Grogan D R, Irwin R S, Channick R, Raptopoulos V, Curley F J, Bartter T, Corwin R W
Department of Medicine, University of Massachusetts Medical School, Worcester.
Arch Intern Med. 1990 Apr;150(4):873-7. doi: 10.1001/archinte.150.4.873.
To determine what role the technique plays in complications associated with thoracentesis performed by physicians in training, we undertook a prospective study of thoracentesis in the medical service at our institution in which the sampling method was randomized among needle, needle with catheter, and needle with direct sonographic guidance. Fifty-two spontaneously breathing, cooperative patients with free-flowing effusions obliterating more than half of the hemidiaphragm on an upright, posteroanterior chest roentgenogram were randomized. When we analyzed those complications that were potentially life-threatening (eg, pneumothorax) and/or placed patients at increased risk for further morbidity (eg, pneumothorax, dry tap, inadequate tap), the sonography-guided method was associated with significantly fewer serious complications (0 of 19) than the needle-catheter (9 of 18) or needle-only methods (5 of 15). The sonography-guided method was associated with fewer pneumothoraces (0 of 19) than the needle-catheter (7 of 18) or needle-only methods (3 of 15). The difference between needle-catheter and needle-only methods was not significant. From our results, we conclude that the method by which thoracentesis was performed significantly influenced the spectrum and frequency of complications, and the sonography-guided method was the safest.

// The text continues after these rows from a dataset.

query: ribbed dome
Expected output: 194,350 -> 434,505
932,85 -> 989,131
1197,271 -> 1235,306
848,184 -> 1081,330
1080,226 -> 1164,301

为了确定该技术在实习医生进行胸腔穿刺术相关并发症中所起的作用,我们在本机构的内科服务部门对胸腔穿刺术进行了一项前瞻性研究,其中采样方法在针吸、带导管针吸和直接超声引导针吸之间随机分配。52例在直立后前位胸部X线片上有自由流动积液且积液超过半侧膈肌的自主呼吸、配合良好的患者被随机分组。当我们分析那些可能危及生命的并发症(如气胸)和/或使患者进一步发病风险增加的并发症(如气胸、干抽、穿刺不足)时,超声引导方法的严重并发症(19例中0例)明显少于带导管针吸法(18例中9例)或单纯针吸法(15例中5例)。超声引导方法的气胸发生率(19例中0例)低于带导管针吸法(18例中7例)或单纯针吸法(15例中3例)。带导管针吸法和单纯针吸法之间的差异不显著。根据我们的结果,我们得出结论,胸腔穿刺术的实施方法显著影响并发症的范围和频率,超声引导方法是最安全的。